Когда же на охоту соберется, то обязательно Зеване жертву принесет. Хоть хвостик зайчишки косоглазого, хоть лапку глухаря либо тетерева. А как же?! В бору Зевана завсегда заботу за живность имеет. И за птицу малую, и за лося — великана сохатого. Не пожелает богиня лесная — ни птица, ни зверь добычей не станут. Силки не захлестнутся, стрелы мимо пролетят. Мало того, сам охотник может в дичь превратиться, которого ни то что волк либо медведь подрать могут, но и косуля рогом забодает, и заяц задней лапкой лягнет — поранит.

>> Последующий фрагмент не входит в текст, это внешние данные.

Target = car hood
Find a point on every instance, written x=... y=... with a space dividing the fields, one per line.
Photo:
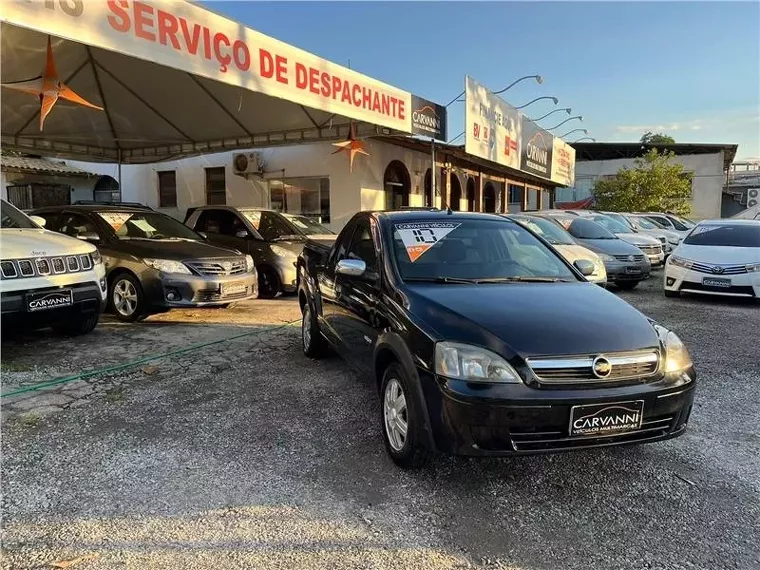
x=21 y=243
x=718 y=255
x=638 y=239
x=177 y=250
x=533 y=319
x=610 y=246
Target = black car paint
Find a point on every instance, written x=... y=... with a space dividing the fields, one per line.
x=122 y=255
x=373 y=321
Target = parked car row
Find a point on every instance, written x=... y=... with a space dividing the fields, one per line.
x=150 y=261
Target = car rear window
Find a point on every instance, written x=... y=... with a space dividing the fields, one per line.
x=728 y=235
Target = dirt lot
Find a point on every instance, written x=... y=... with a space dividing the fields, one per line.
x=243 y=454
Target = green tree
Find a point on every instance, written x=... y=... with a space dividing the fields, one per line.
x=653 y=185
x=657 y=138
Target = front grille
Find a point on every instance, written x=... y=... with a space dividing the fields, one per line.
x=229 y=266
x=579 y=369
x=546 y=439
x=630 y=258
x=651 y=249
x=42 y=266
x=727 y=269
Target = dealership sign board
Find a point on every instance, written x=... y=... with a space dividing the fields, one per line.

Потому-то Ратша и относит жертвенную дань Зеване, и оставляет на ветке одиноко растущего древа. Чтобы издали было приметно. А уж возьмет ли эту дань Зевана или только взглядом коснется, так это ее дело. Тут Ратша ей не указ. Главное, что потрафил, ублажил…
Нет, Ратша не видел лесную красавицу Зевану. Как-то не довелось.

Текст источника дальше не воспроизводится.